Thursday, July 7, 2011

Cy Twombly

Every now and then I realize that I am totally in step with the Mainstream Art World.  Today that came about as I read the obituary for Cy Twombly.  What aligns me and the MAW is that we both thought at first that Twombly was a non-event, an overrated scribbler, but as the years passed came to see him far more positively.

My first exposure to Twombly came in Houston, when on furlough one afternoon from the International Quilt Festival we visited the Menil Museum and saw the separate pavilion dedicated to his work.  I didn't really understand it; although some of the works were sumptuous and beautiful, my general impression was of dirty, smudged white canvas, messy paint blobs and jittery little pencil marks way too small for their backgrounds.  But as I've seen more Twomblys in other museums as well as on revisits to the Menil, they've grown on me.
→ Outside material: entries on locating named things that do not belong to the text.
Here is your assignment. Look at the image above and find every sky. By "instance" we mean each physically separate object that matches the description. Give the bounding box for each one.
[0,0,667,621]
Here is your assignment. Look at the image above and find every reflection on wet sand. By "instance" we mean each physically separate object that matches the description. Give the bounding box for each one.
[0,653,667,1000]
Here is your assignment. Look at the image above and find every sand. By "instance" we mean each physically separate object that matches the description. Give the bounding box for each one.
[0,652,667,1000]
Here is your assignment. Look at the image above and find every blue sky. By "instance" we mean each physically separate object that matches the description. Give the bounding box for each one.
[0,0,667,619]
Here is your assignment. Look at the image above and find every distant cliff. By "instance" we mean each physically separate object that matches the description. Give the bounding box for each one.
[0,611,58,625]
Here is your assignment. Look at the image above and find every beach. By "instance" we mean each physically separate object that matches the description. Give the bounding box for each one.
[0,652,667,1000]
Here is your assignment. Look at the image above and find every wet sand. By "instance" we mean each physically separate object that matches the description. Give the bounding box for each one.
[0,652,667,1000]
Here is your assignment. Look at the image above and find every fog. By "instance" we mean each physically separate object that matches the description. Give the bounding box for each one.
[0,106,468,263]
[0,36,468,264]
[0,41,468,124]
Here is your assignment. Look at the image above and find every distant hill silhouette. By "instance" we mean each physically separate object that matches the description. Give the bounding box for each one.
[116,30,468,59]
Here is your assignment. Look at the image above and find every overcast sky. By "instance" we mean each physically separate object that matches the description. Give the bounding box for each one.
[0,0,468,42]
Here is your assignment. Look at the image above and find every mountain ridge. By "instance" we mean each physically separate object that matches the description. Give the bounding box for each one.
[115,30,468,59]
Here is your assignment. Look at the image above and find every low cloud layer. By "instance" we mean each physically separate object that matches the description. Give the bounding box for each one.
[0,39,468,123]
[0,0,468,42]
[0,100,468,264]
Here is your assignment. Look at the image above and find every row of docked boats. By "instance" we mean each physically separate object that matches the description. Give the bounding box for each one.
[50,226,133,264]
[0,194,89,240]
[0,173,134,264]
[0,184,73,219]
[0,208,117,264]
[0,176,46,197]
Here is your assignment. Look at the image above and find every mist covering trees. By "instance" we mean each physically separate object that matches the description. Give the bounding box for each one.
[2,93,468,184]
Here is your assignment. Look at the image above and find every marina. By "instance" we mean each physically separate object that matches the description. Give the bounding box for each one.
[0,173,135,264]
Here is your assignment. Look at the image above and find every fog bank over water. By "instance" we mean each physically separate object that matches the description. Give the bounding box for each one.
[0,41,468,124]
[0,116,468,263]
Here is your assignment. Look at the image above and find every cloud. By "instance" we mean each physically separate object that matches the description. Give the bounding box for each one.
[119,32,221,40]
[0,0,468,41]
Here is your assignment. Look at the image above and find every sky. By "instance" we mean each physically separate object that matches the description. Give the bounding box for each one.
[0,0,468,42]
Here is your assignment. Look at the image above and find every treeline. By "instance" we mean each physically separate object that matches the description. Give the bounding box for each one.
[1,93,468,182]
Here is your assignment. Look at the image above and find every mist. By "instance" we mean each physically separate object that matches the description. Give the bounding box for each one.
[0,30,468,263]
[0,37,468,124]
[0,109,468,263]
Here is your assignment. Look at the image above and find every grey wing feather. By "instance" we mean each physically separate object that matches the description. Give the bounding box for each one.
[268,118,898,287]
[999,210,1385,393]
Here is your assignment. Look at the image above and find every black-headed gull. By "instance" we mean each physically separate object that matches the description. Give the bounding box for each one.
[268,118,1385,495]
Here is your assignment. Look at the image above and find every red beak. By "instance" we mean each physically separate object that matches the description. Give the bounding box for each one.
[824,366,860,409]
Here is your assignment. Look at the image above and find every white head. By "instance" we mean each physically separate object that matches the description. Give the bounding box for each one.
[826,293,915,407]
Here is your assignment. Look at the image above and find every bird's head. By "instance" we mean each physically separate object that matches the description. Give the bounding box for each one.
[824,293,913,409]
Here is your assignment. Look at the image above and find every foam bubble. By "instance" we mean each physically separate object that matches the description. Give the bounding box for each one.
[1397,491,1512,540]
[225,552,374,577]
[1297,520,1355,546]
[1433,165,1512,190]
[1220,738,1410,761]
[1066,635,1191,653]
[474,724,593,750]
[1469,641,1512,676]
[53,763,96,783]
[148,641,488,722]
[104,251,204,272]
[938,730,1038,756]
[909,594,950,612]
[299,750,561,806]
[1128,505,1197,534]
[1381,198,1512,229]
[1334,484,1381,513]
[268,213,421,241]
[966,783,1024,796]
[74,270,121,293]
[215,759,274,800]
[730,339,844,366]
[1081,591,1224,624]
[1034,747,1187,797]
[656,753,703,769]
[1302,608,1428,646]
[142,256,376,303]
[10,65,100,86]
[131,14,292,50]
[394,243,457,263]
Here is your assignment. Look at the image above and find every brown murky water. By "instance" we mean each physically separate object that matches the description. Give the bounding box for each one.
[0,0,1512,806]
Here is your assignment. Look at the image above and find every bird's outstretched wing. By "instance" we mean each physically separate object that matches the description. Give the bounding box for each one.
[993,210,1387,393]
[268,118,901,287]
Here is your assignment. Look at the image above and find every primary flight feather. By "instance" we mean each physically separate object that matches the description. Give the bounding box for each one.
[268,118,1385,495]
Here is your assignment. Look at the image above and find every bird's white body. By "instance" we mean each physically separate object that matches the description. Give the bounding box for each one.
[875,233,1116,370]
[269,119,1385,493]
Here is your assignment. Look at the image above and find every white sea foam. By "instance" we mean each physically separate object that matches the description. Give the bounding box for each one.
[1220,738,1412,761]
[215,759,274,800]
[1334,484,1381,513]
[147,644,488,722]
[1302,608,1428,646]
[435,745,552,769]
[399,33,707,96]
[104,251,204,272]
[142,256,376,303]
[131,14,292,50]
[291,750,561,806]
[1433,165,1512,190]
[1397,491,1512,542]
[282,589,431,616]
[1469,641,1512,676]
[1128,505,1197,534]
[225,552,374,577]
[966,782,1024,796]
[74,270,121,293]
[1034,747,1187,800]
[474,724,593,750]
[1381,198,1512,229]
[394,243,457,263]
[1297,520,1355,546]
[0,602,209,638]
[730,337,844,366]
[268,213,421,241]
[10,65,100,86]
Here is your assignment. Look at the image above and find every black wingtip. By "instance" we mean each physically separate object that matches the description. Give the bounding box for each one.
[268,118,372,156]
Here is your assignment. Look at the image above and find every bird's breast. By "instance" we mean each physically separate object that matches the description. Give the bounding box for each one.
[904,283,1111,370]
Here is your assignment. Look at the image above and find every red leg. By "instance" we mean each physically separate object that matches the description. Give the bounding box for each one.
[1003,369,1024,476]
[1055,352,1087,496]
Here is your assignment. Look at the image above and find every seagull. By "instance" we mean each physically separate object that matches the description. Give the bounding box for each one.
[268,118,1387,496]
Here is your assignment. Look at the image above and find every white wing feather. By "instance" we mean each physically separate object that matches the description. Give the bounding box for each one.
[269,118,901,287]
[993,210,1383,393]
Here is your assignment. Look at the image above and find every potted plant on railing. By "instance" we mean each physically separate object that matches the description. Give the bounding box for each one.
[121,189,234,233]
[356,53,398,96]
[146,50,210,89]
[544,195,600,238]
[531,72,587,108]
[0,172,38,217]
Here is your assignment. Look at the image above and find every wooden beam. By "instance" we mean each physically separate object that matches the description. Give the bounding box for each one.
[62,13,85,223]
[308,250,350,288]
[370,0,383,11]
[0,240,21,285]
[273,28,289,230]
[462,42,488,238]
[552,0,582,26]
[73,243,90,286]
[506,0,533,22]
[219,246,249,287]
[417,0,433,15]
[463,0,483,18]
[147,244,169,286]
Twombly, in front of his painting Say Goodbye, Catullus, to the Shores of Asia Minor, at the Twombly Gallery in Houston. 

Twombly liked to use words as a way to quickly invoke a subject or presence without it overwhelming the composition -- as in this detail from School of Fontainebleau, 1960, at Hamburger Bahnhof Museum, Berlin.

Apollo and the Artist

The obituary explains that Twombly used to practice drawing in the dark "to try to lose techniques he had learned in art classes and to express himself more instinctively."

I like that concept.  It makes me feel less inadequate because I can't draw; just one less thing to unlearn in the dark.

1 comment:

  1. I love the concept of drawing in the dark and "trying to lose techniques etc. and learn to express himself more instinctively." I think we could all benefit from that concept regardless of the processes we use. Twombly added a fresh and unique voice to the mix.